L'application de ce dispositif représente, faut-il le rappeler, un certain coût, qui s'élèverait aujourd'hui, selon les estimations tirées du document d'évaluation des voies et moyens, à un milliard de francs.
On notera aussi que la mise en oeuvre de ce dispositif a engendré un important contentieux fiscal, dont les dispositions de l'actuel article 58 permettraient d'ailleurs de limiter l'ampleur, voire d'amener la disparition.

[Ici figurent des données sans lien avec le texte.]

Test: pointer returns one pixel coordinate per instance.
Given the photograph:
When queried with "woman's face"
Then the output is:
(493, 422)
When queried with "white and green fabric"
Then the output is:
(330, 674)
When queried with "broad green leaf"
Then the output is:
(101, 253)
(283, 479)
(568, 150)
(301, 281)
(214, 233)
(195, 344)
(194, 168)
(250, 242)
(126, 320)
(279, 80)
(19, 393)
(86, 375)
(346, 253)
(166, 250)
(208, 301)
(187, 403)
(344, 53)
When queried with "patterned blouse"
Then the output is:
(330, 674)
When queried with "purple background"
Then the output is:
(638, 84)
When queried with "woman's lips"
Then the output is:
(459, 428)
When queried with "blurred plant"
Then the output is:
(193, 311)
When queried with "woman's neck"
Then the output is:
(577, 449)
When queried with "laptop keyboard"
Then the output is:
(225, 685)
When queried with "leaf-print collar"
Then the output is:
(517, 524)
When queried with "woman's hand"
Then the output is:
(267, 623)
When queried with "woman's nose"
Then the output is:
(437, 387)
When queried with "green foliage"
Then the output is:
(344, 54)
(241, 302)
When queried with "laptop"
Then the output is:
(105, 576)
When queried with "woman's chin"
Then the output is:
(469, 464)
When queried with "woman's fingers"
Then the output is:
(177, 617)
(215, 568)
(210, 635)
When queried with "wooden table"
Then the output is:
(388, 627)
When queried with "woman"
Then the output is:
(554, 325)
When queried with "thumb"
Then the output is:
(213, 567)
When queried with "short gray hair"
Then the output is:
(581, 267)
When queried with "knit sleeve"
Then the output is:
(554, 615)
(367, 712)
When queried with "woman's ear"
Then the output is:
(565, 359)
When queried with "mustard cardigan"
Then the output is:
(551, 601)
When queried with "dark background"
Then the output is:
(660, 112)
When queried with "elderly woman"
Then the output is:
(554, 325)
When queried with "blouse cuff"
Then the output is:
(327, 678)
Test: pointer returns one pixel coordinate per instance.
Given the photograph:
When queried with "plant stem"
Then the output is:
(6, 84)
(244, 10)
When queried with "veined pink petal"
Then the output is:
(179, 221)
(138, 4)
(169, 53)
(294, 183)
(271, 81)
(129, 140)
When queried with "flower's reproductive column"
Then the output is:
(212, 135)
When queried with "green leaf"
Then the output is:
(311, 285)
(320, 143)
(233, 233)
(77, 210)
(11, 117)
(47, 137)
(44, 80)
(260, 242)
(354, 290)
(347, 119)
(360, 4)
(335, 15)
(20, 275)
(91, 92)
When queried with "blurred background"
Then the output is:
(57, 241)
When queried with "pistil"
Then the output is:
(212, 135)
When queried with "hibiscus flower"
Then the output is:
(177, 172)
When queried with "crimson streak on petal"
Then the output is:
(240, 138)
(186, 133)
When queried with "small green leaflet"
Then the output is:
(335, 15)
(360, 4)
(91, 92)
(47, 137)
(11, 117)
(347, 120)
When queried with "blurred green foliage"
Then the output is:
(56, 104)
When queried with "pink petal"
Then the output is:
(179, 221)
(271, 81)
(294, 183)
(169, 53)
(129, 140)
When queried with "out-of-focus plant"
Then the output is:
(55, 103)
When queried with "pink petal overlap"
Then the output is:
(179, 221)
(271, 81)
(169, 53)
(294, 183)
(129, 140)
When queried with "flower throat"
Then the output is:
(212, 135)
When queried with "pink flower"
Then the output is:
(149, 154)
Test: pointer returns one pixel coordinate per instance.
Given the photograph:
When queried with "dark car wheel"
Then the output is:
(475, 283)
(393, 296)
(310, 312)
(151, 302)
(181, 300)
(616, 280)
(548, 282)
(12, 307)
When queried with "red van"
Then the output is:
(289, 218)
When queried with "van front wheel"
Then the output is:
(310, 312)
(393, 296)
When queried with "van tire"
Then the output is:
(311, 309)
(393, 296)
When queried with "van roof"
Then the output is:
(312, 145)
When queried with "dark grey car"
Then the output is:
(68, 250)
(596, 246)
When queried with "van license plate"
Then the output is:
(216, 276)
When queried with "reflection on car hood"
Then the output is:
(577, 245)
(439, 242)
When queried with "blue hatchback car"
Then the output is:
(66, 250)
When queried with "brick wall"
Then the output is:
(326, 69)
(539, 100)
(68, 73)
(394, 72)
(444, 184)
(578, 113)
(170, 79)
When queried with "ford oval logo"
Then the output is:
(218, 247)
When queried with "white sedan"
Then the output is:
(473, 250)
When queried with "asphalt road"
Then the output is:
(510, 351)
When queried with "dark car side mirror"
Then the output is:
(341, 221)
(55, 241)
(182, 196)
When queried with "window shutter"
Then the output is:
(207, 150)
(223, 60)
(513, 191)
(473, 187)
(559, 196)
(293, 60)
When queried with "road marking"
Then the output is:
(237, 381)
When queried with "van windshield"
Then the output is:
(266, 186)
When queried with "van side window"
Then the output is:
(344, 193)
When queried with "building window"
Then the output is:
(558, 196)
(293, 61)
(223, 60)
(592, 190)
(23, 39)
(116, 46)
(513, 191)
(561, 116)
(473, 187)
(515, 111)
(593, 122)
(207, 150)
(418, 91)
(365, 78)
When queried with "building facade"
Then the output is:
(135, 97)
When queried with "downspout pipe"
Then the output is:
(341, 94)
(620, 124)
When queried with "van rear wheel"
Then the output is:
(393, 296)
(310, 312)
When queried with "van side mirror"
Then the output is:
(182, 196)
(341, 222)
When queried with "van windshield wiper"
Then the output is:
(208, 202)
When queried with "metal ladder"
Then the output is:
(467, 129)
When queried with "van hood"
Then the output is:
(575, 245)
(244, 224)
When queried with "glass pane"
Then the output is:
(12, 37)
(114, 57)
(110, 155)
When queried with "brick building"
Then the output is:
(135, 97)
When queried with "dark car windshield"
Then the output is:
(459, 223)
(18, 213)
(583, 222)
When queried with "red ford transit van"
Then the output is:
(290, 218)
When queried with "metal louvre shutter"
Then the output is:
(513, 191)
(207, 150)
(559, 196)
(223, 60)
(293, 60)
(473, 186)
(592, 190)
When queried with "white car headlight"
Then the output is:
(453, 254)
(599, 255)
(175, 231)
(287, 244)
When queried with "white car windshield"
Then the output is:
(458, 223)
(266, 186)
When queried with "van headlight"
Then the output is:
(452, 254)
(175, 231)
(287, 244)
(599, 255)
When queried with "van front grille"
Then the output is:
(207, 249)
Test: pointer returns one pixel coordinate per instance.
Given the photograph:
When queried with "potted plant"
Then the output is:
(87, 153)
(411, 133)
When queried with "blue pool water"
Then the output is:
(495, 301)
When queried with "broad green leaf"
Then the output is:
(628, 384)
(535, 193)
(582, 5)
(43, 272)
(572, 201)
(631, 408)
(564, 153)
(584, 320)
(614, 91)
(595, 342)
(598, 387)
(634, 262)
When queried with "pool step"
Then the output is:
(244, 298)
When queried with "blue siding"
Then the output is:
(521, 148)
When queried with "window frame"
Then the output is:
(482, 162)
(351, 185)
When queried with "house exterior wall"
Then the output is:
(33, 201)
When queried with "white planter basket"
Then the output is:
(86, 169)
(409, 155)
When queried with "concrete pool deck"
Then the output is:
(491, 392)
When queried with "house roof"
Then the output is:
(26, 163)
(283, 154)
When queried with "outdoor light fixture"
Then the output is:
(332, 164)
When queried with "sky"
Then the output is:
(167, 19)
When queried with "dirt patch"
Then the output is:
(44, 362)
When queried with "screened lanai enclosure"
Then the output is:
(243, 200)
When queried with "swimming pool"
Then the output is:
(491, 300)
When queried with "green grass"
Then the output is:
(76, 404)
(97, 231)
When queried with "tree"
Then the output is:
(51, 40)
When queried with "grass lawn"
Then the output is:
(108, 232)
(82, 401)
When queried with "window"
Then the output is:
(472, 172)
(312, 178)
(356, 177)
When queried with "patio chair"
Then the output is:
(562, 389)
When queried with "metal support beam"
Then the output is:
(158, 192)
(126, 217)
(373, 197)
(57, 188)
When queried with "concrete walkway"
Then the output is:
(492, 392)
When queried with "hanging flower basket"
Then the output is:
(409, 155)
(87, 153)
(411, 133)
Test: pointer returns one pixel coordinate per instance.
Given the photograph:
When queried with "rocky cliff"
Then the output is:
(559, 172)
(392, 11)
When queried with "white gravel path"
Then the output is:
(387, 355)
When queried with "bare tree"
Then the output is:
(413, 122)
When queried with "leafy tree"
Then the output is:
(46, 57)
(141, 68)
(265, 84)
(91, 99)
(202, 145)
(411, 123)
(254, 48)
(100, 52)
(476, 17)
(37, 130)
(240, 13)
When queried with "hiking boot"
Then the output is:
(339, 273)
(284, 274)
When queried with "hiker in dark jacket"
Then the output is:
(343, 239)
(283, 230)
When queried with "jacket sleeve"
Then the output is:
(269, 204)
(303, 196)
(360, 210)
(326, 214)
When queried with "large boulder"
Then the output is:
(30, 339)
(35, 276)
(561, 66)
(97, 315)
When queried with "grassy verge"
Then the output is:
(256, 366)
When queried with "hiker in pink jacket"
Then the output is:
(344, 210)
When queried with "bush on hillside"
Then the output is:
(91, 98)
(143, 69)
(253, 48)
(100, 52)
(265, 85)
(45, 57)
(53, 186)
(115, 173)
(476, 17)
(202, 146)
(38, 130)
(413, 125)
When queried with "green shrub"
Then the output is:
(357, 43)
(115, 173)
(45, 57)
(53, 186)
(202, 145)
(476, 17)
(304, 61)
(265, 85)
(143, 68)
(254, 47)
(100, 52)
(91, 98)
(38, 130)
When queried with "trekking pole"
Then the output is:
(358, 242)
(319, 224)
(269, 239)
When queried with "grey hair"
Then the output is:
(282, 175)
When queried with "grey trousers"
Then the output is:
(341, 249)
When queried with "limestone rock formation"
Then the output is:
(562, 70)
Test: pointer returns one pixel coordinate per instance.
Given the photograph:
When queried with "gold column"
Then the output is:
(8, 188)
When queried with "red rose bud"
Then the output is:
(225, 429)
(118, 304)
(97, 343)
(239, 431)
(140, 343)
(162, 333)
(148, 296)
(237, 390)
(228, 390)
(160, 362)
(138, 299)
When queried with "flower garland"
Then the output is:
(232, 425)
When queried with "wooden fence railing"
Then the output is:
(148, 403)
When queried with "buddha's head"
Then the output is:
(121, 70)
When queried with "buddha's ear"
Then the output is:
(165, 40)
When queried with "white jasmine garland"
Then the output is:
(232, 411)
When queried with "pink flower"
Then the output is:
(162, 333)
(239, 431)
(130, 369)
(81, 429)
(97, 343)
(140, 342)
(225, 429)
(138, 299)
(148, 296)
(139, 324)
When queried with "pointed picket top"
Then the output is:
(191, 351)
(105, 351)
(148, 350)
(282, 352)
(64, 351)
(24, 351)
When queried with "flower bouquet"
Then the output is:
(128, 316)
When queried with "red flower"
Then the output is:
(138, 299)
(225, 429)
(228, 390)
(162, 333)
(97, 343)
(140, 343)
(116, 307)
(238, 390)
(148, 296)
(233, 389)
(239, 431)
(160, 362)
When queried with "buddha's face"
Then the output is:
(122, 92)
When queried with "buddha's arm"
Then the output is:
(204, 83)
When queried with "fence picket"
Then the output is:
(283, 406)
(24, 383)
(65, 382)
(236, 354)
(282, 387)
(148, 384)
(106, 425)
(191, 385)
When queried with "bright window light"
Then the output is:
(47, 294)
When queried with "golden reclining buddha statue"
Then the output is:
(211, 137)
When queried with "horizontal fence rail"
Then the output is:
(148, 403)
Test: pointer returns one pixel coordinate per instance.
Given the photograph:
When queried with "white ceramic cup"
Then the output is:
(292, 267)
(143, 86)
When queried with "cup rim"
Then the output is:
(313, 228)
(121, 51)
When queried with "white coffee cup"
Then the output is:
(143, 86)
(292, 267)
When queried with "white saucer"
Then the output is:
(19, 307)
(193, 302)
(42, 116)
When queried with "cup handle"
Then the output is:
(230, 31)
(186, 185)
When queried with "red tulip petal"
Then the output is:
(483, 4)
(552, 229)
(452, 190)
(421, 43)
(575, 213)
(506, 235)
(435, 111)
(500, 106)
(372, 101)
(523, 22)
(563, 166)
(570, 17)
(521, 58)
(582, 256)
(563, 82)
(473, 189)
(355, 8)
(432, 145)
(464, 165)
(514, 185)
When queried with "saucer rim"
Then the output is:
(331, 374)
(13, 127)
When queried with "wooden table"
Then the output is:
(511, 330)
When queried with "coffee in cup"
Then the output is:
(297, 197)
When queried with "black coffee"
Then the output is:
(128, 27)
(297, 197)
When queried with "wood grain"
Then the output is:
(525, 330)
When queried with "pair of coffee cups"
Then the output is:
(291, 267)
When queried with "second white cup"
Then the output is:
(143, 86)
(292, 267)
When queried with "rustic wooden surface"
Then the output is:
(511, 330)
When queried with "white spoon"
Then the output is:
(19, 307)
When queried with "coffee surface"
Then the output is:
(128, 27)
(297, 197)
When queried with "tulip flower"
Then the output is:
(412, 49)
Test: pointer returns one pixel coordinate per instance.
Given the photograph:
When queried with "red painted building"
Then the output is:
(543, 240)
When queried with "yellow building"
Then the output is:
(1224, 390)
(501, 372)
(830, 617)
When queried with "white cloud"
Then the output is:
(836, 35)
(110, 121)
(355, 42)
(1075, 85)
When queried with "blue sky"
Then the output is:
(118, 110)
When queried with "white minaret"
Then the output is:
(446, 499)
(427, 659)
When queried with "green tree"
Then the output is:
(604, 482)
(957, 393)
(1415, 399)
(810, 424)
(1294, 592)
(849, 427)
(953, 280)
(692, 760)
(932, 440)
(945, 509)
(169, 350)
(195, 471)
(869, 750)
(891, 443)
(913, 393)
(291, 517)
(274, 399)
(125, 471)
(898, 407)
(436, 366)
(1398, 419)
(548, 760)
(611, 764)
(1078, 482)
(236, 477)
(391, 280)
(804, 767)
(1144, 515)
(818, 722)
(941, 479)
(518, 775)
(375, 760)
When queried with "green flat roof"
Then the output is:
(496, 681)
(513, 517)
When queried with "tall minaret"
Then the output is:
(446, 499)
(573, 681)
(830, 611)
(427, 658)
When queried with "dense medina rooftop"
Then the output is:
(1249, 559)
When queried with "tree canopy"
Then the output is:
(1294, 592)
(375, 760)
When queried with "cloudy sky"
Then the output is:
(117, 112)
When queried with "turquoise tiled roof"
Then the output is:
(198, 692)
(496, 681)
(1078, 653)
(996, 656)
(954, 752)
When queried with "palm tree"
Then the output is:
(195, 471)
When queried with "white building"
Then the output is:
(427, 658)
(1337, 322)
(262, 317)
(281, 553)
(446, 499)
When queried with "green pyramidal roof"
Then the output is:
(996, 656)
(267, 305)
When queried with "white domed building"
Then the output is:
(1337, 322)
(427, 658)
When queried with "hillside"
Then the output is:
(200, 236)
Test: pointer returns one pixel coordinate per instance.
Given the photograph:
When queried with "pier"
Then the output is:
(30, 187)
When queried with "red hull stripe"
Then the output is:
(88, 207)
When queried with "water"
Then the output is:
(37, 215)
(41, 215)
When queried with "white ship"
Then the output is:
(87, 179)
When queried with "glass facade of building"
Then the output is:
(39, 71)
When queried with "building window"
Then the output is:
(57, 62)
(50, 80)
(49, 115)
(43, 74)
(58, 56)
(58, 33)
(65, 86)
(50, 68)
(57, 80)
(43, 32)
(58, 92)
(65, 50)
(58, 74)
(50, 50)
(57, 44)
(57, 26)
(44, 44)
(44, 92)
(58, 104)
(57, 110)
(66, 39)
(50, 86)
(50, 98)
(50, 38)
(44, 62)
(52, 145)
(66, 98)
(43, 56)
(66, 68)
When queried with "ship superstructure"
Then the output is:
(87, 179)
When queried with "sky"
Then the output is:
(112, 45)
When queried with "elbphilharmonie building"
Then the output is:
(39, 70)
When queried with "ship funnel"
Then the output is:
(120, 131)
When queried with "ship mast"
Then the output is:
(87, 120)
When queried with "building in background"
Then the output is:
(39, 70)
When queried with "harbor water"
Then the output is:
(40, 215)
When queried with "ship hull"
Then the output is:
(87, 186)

Il est également indispensable de s'interroger sur la portée et l'efficacité réelles du dispositif en termes de développement économique et de création d'emplois. Nous étions très sceptiques lors de l'instauration du dispositif, et nous le demeurons.
En effet, nous pensons que la meilleure incitation au développement économique des parties du territoire dites défavorisées réside non pas dans l'accumulation de facilités fiscales ou d'allégements de cotisations sociales, mais dans une meilleure allocation des ressources du crédit aux entreprises en faveur des véritables « entreprises nouvelles ».
Ces observations expliquent que nous ne voterons pas cet amendement de la commission des finances, pas plus que nous n'avions voté les deux précédents.
M. Philippe Marini, rapporteur général. Je demande la parole.
M. le président. La parole est à M. le rapporteur général.
M. Philippe Marini, rapporteur général. Je voudrais rappeler à M. le secrétaire d'Etat que la disposition prévue par notre amendement vise à apporter une simplification, qui devrait amener une réduction du contentieux.
En effet, il suffit aujourd'hui qu'une entreprise exerce à titre accessoire une activité de nature immobilière ou financière pour que puissent lui être opposées les dispositions actuelles du code général des impôts et que, bien que créant réellement des emplois dans une zone aidée au sens de l'aménagement du territoire, elle se voit privée de l'exonération d'impôt sur les bénéfices, ce qui suscite un contentieux nourri.
Alors, que veut-on ? Veut-on oui ou non que le système des ZRU et des ZRR soit efficace ? Un emploi n'en vaut-il pas un autre ?
Vous avez dit, monsieur le secrétaire d'Etat, qu'il n'y avait sans doute guère d'entreprises de ces secteurs d'activité qui soient localisées spécifiquement dans les zones en question. Par conséquent, puisqu'il y en a si peu, et puisque la simplification proposée aurait pour effet de réduire les difficultés d'application des textes préexistants, vous ne risquez pas grand-chose à accepter la suggestion que nous formulons.
M. le président. Personne ne demande plus la parole ?...
Je mets aux voix l'amendement n° II-47 rectifié, repoussé par le Gouvernement.

(L'amendement est adopté.)
M. le président. Personne ne demande la parole ?...
Je mets aux voix l'article 58, modifié.